The Fourth Department, sending the matter back to the Town Board for the second time in this variance proceeding, determined the board’s failure make adequate findings of fact and explain the reasons for its decision precluded appellate review:
Generally, “[f]indings of fact which show the actual grounds of a decision are necessary for an intelligent judicial review of a quasi-judicial or administrative determination” … . Here, we conclude that the Town Board has once again precluded intelligent judicial review of its determination inasmuch as its “purported findings of fact are speculative and mere conclusions and contain very little[, if any,] factual matter” … . The Town Board “must do more than merely restate the terms of the applicable ordinance” and the procedural history preceding and subsequent to the determination; rather, the Town Board must set forth “findings of the facts essential to its conclusion” to grant the variance in the first instance—i.e., the determination that is the subject of the appeal … . Given that the Town Board has “failed to articulate the reasons for its determination and failed to set forth …, we continue to hold the case, reserve decision and remit the matter to the Town Board to properly set forth the factual basis for its determination within 30 days of the date of entry of the order of this Court.
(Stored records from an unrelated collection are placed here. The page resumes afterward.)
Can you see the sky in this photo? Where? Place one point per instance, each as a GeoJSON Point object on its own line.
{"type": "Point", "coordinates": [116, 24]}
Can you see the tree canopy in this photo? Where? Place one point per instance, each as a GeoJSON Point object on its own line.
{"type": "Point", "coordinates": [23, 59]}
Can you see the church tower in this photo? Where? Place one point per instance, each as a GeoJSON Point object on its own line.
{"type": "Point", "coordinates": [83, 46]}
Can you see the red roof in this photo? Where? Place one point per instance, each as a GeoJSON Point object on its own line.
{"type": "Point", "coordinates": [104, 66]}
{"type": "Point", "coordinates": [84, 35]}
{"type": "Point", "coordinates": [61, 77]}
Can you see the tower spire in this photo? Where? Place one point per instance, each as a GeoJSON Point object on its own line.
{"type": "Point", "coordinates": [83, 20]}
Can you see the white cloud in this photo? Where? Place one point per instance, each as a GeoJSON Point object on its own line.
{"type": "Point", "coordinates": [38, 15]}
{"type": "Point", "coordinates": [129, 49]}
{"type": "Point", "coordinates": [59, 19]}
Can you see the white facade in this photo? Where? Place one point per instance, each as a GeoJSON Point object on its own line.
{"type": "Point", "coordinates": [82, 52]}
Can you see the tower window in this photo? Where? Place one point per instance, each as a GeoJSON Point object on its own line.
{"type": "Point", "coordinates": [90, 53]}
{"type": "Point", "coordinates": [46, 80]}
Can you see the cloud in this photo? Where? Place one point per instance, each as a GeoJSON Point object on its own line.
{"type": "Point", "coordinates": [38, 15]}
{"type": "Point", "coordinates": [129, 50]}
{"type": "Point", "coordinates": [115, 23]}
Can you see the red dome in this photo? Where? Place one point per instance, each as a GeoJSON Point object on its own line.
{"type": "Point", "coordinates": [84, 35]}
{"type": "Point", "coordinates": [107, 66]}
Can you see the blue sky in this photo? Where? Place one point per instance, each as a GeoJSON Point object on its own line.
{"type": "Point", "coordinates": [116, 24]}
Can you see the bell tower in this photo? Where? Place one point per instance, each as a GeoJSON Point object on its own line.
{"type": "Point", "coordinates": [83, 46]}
We remind the parties that “[a]n attorney or party who fails to comply with a[n] . . . order of th[is C]ourt . . . shall be subject to such sanction as [we] may impose” upon motion or our own initiative after the attorney or party has a reasonable opportunity to be heard (22 NYCRR 1250.1 [h]). Matter of Guttman v Covert Town Bd., 2023 NY Slip Op 01632, Fourth Dept 3-24-23
Practice Point: An appellate court cannot review a Town Board’s ruling in a variance proceeding when the board does not explain its ruling and make findings of fact. Here the matter was sent back to the board for its reasons and findings of fact for a second time, under threat of sanctions.